Le cobranding cosmétique a changé d’échelle en 2025-2026
Ce qui était une pratique ponctuelle il y a trois ans est devenu un réflexe marketing. Un décompte publié par Jiemian recensait plus de 70 opérations de cobranding rien que dans le secteur beauté sur une période de sept mois. Ce n’est plus une poignée de coups médiatiques par an, c’est un canal marketing à part entière, avec son propre calendrier et ses propres budgets.
Deux évolutions structurelles expliquent cette accélération. La première : selon une analyse d’iClick sur les tendances beauté 2026, Douyin a dépassé Tmall comme premier générateur de ventes pour la catégorie beauté. Une collaboration bien pensée, filmée et diffusée en direct pendant un live, se transforme directement en panier d’achat, sans passer par une fiche produit classique. La seconde : la « skinification » du maquillage. Le consommateur chinois attend d’un rouge à lèvres ou d’un fond de teint qu’il soigne la peau, pas seulement qu’il la maquille. Une collaboration entre une marque de soin et une marque de couleur répond directement à cette attente, ce qui explique pourquoi tant d’opérations récentes mélangent les deux catégories.
Le point commun de ces collaborations qui marchent : elles empruntent une crédibilité que la marque étrangère n’a pas encore construite toute seule sur le marché chinois. C’est un raccourci de confiance, pas un coup de communication isolé.
Les marques locales ne sont plus appelées marques émergentes et gagnent en influence
Selon un rapport de BoF, la Chine devrait représenter environ un sixième des ventes mondiales de produits de beauté au détail d’ici la fin de la décennie. Les ventes du segment haut de gamme, où les marques internationales ont historiquement leur place, continuent de croître, mais de plus en plus de ce terrain est disputé par des labels chinois qui n’ont plus rien d’émergent. Nous avions détaillé cette bascule dans notre article sur les brand collabs, la tendance de fond du marché chinois, qui explique pourquoi le cobranding dépasse largement la seule cosmétique.
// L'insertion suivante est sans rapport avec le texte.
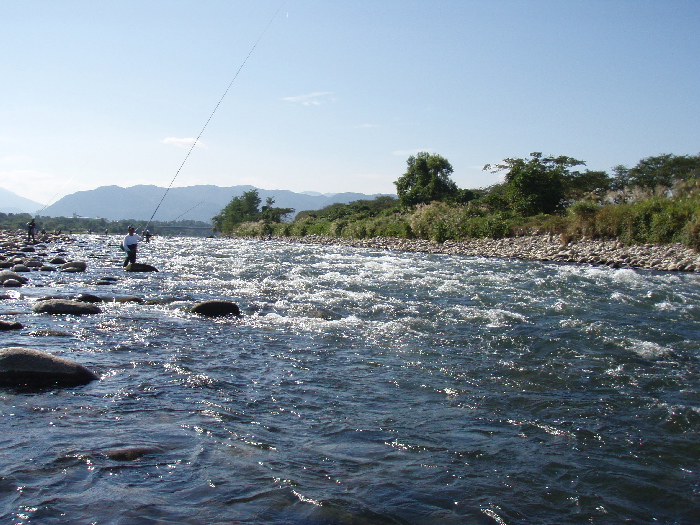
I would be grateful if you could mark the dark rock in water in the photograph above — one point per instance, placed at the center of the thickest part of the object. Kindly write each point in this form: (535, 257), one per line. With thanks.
(88, 298)
(140, 267)
(49, 333)
(216, 308)
(65, 306)
(128, 299)
(74, 266)
(7, 325)
(131, 453)
(24, 367)
(7, 274)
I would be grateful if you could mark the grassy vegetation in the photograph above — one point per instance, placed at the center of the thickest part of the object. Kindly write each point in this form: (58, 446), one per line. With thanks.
(18, 221)
(641, 216)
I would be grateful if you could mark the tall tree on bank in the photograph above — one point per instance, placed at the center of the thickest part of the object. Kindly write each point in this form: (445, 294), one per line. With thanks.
(536, 185)
(246, 208)
(426, 180)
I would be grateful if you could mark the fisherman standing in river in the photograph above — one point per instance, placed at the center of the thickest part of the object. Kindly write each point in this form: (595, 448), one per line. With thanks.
(129, 246)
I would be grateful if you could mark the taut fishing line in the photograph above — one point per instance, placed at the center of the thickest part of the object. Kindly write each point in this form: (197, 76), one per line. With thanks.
(215, 108)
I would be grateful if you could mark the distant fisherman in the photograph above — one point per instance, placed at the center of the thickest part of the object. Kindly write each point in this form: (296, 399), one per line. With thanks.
(129, 244)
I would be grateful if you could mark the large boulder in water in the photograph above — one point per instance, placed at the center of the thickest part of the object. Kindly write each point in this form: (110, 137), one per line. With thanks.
(10, 325)
(6, 275)
(216, 308)
(74, 267)
(20, 367)
(140, 267)
(65, 306)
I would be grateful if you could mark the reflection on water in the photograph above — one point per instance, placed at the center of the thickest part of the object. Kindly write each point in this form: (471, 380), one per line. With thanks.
(360, 386)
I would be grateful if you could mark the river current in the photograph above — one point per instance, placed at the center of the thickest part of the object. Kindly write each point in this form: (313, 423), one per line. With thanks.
(359, 386)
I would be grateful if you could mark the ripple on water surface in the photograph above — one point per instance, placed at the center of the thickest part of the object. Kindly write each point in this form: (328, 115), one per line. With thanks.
(361, 386)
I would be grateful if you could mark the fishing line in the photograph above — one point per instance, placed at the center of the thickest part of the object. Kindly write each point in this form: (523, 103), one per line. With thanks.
(215, 108)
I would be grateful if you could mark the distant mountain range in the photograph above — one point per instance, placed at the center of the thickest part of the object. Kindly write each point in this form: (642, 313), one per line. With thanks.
(199, 203)
(12, 203)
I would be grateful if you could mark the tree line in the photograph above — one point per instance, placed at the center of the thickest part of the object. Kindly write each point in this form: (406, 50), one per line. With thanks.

Les collaborations cosmétiques qui ont marqué le marché
Shiseido x To Summer
Il reste rare qu’une marque internationale de soins de la peau collabore avec un concurrent direct dans le domaine de la C-beauty.

Shiseido et To Summer ont créé Convallaria, un parfum d’aromathérapie inspiré de la crème de nuit Shiseido Future Solution LX, avec des notes de tête de muguet et de bois de santal. Ce parfum co-marqué a été lancé en conjonction avec le terme solaire chinois Grain Buds (Xiao Man), qui décrit une période de croissance vigoureuse des céréales, associée dans la culture chinoise à l’optimisme et aux grandes perspectives d’avenir.
Grâce à ces références locales, la collaboration a renforcé la gamme haut de gamme de Shiseido sans jamais paraître plaquée. Au lieu d’intégrer des éléments chinois directement dans les produits, la marque a choisi un partenaire indépendant qui partage déjà ses valeurs, l’apaisement et la détente. L’industrie chinoise du parfum, en plein essor, continue de justifier ce genre de pari : elle est passée d’environ 2 milliards de dollars à un marché qui en vise le double sur cette décennie.
Estee Lauder x Feng Chen Wang
Estee Lauder continue de gagner du terrain en Chine en collaborant avec des créateurs chinois. La marque a déjà travaillé deux fois avec le label shanghaïen Shushu/Tong, puis a rejoint Feng Chen Wang, l’un des créateurs chinois les plus reconnus dans son pays.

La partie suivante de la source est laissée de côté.